Iterative testing allows for complex vulnerability discovery. Though single evaluations provide value, sustained collaboration enables external teams to develop deep system expertise and uncover more complex vulnerabilities. During critical phases, we've maintained daily communication channels and frequent technical deep-dives with our partners.

Complementary approaches offer more robust security. CAISI and AISI evaluations work synergistically with our broader ecosystem. Public bug bounty programs generate high-volume, diverse vulnerability reports from a wide talent pool, while specialized expert teams can help uncover complex, subtle attack vectors that require deep technical knowledge to identify. This multi-layered strategy helps ensure we catch both common exploits and sophisticated edge cases.

Ongoing collaboration

Making powerful AI models secure and beneficial requires not just technical innovation but also new forms of collaboration between industry and government. Our experience demonstrates that public-private partnerships are most effective when technical teams work closely together to identify and address risk.
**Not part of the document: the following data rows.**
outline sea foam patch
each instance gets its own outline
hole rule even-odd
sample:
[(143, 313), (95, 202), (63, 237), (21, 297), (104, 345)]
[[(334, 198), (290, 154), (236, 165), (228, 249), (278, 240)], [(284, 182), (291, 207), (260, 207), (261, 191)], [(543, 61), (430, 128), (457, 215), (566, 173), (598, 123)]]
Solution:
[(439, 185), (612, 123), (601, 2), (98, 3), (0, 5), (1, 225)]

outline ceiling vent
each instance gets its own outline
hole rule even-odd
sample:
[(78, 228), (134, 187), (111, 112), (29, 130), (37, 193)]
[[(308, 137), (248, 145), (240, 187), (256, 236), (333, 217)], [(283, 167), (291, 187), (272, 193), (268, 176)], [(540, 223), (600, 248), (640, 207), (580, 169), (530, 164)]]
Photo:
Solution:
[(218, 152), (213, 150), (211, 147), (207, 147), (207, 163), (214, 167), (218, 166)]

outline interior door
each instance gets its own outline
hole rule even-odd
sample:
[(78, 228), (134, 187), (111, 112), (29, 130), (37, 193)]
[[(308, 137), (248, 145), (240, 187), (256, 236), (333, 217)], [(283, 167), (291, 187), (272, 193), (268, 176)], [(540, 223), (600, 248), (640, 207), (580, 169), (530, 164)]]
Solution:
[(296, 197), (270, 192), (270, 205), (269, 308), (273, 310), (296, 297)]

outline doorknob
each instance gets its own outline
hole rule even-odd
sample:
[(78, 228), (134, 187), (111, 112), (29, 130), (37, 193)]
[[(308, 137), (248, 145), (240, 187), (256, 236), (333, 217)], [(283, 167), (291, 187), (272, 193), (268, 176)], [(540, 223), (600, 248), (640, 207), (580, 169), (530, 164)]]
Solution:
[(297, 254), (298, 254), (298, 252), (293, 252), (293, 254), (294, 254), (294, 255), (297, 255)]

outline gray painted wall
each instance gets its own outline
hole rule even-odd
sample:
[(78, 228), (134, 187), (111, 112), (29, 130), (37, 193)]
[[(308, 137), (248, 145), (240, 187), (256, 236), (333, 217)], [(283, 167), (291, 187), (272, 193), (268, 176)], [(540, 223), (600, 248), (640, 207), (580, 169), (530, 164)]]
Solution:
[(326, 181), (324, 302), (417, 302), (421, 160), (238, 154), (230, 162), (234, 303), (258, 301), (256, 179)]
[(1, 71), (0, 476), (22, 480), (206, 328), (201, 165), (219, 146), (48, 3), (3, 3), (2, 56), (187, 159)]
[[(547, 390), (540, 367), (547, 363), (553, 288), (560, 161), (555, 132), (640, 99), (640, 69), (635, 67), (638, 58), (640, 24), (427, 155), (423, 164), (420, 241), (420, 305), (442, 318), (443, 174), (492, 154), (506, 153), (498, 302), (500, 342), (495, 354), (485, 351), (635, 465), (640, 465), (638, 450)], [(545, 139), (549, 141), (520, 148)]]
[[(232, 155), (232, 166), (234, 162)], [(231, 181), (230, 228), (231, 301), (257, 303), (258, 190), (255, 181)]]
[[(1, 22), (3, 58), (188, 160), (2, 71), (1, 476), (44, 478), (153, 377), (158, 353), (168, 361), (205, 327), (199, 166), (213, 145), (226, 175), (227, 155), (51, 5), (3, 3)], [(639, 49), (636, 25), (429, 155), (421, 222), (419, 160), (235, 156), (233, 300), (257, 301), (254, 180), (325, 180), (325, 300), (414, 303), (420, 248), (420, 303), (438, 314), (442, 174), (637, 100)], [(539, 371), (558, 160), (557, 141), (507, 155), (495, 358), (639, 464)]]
As AI capabilities advance, the role of independent evaluations of mitigations is increasingly important. We are heartened that other AI developers are also working with these government bodies, and encourage more companies to do so and share their own lessons more widely.

We extend our gratitude to the technical teams at both US CAISI and UK AISI for their rigorous testing, thoughtful feedback, and ongoing collaboration. Their work has materially improved the security of our systems and advanced the field of measuring AI safeguard effectiveness.